The secret government marches on...

Kevin S. Van Horn kvanhorn at ksvanhorn.com
Thu Apr 10 20:24:14 PDT 2003


James A. Donald wrote:

>Read fisk's account: http://tinyurl.com/995f
>
>>Disagreeing with a reporter's political views does not mean 
>>that all their claims of fact are wrong and maliciously so.
>>    
>>
>
>Compare Fisk's account, with more mainstream accounts of the 
>same events: http://tinyurl.com/9966
>

You didn't read the "mainstream" account, nor Fisk's account, carefully 
enough.  Fisk's account was posted at 8:00 a.m. (Iraqi time) on April 4, 
corresponding to midnight, April 4 in the Eastern time zone, where your 
"mainstream" U.S. news account (southern Florida Sun Sentinel) of the 
same day was published.

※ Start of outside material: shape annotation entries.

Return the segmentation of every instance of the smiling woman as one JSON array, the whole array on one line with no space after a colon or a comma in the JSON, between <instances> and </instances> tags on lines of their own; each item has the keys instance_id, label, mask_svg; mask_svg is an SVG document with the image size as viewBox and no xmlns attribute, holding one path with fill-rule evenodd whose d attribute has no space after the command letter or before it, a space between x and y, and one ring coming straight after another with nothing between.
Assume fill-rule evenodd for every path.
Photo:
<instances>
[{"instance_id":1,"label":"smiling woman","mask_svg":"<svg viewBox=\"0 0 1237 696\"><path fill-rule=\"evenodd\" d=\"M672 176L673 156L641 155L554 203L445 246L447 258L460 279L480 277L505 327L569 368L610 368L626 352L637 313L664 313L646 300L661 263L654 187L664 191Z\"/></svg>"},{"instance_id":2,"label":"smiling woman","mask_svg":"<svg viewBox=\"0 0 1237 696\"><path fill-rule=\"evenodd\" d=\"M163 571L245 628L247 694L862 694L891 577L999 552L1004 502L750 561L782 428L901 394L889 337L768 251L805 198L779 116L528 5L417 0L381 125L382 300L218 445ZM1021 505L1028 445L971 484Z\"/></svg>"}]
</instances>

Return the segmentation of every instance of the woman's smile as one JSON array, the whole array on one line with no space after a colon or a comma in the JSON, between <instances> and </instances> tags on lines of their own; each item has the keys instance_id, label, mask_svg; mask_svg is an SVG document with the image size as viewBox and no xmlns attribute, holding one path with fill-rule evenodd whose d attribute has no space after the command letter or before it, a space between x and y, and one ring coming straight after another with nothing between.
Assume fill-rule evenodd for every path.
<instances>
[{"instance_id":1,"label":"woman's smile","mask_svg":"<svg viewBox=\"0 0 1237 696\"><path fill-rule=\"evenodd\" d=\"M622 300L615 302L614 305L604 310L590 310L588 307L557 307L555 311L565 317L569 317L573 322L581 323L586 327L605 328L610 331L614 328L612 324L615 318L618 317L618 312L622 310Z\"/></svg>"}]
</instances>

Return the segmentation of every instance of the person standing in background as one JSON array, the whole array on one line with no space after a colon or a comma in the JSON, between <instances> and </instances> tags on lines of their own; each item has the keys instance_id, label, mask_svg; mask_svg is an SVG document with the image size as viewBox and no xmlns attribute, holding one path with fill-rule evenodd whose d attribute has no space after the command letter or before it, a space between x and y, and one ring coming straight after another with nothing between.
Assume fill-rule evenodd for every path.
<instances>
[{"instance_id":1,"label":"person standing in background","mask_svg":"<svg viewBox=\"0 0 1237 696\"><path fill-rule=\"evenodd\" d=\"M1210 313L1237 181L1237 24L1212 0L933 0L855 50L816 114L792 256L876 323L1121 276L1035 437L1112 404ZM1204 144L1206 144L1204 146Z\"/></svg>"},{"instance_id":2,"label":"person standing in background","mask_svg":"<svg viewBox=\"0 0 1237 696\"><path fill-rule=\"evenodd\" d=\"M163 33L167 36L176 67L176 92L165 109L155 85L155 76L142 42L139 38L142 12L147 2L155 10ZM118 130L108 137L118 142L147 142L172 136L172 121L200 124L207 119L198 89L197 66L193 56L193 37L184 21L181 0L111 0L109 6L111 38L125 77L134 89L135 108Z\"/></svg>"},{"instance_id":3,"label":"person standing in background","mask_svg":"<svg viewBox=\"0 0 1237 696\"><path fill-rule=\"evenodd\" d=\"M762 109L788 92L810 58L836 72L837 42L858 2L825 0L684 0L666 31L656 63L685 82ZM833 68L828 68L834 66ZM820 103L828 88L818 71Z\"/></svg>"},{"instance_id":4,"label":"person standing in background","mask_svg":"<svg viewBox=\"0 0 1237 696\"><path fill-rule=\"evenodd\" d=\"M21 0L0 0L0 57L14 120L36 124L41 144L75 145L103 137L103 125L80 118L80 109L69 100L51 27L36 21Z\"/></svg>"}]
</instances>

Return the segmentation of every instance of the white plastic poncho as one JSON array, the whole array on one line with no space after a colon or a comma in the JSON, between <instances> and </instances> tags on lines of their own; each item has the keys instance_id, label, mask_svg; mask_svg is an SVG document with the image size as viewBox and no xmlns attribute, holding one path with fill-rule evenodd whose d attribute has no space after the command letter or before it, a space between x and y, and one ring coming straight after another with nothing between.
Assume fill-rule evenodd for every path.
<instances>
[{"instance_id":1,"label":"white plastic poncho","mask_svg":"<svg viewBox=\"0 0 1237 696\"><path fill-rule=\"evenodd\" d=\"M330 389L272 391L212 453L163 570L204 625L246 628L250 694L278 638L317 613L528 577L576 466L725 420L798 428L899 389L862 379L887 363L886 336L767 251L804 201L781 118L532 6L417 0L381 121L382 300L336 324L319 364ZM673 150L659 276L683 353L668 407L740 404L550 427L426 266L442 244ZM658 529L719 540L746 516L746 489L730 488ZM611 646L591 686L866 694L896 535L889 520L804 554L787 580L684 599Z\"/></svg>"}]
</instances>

Fisk's account was clearly written many hours 
earlier than the Sun Sentinel report, which states,

"During the day, the ministry [of information] organized a trip to the 
airport for reporters in the capital, and they filmed the empty runways 
and terminals. Yet within hours, artillery and rocket fire erupted in 
the region and military officials said an assault on Saddam 
International Airport had begun."

The "empty runways and terminals" is consistent with Fisk's report, 
which appears to have been filed before the actual capture of the 
airport took place.

Fisks's report says,

"Only three hours earlier, the BBC had reported claims that forward 
units of an American mechanised infantry division were less than 16km 
west of Baghdad -- and that some US troops had taken up positions on the 
very edge of the international airport.

"But I was 27km west of the city."

That is to say, the mechanized infantry division was 11km to the east of 
the airport at the time of the BBC report, but that report had been 
written so as to give the impression that US troops were already 
attacking the airport.  Even if we discount Fisk's report and only rely 
on the Sun-Sentinel report, we have to conclude that "some US troops" 
must have, in reality, been only a very small number of hidden scouts -- 
not an assault force.

In other words, just as with Umm Qasr, the initial "mainstream" media 
(BBC) reports gave the impression that the coalition's attack had 
progressed farther than it actually had. (Umm Qasr was reported under 
control of coalition forces many days before this was fully achieved.)